Highlights & Insights

  • Minimalist design is the primary advantage: With zero auxiliary models and zero frozen teachers, TwinFlow is currently the only viable solution for 20B scales where other methods suffer from OOM.
  • Mathematical elegance: By extending the time interval to \([-1,1]\), the real/fake velocity difference naturally equates to the KL divergence gradient, removing the need for explicit score estimation training.
  • Engineering significance: It is the first to prove that 20B models can achieve high-quality one-step generation, directly impacting large model deployment costs.
  • Any-step flexibility: A single checkpoint supports 1/2/4-step inference, facilitating dynamic quality/speed choices.

Limitations & Future Work

  • Theoretical convergence guarantees for self-adversarial training are insufficient—while no collapse was observed empirically, rigorous stability analysis is lacking.
  • Evaluation lacks traditional distribution quality metrics like FID/IS, relying solely on GenEval/DPG-Bench/WISE.
  • Validated only on text-to-image tasks; applicability to video or audio generation remains unknown.
  • Image editing experiments are preliminary (15K data, 4-NFE) and require further validation.
  • vs DMD/DMD2: DMD requires a fake score estimator and a frozen teacher (total 3 model copies in VRAM), leading to OOM at 20B. TwinFlow requires only 1 model copy.
  • vs sCM/MeanFlow: These are also auxiliary-free methods, but they only achieve ~0.5 GenEval at 8-NFE with 20B full-parameter training, far below TwinFlow’s 0.85 at 1-NFE.
  • vs SANA-Sprint: Sprint uses GAN loss and a frozen teacher, which is infeasible at large scales.

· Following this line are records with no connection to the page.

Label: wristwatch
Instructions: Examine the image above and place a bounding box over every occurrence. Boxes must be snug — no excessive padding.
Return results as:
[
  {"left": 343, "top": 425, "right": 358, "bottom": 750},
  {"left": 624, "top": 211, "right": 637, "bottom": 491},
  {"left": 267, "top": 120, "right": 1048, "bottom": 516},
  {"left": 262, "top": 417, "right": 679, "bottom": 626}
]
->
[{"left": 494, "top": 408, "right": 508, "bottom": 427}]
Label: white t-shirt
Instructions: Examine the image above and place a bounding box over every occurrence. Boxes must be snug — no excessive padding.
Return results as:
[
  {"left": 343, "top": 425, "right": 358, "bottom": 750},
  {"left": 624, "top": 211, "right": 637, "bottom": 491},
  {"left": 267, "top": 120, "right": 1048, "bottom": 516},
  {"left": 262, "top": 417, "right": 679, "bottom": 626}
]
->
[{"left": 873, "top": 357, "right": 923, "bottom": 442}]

TwinFlow removes the GAN loss yet achieves 7–11 percentage points higher 1-NFE GenEval.
  • vs Qwen-Image-Lightning: Both are 20B few-step models, but Lightning suffers from severe mode collapse, which TwinFlow avoids.

Rating

  • Novelty: ⭐⭐⭐⭐ The derivation of twin trajectories and velocity matching rectification is elegant, though the core intuition (using multi-step output as a signal) is straightforward.
  • Experimental Thoroughness: ⭐⭐⭐⭐⭐ Scales from 0.6B to 20B, covers LoRA and full-parameter training, uses 3 benchmarks, offers detailed ablations, and compares with 7 baselines.
  • Writing Quality: ⭐⭐⭐⭐ Clear structure, complete mathematical derivations, and comprehensive tables.
  • Value: ⭐⭐⭐⭐⭐ Achieves high-quality 1-step generation at 20B for the first time, with direct and significant impact on large model inference costs.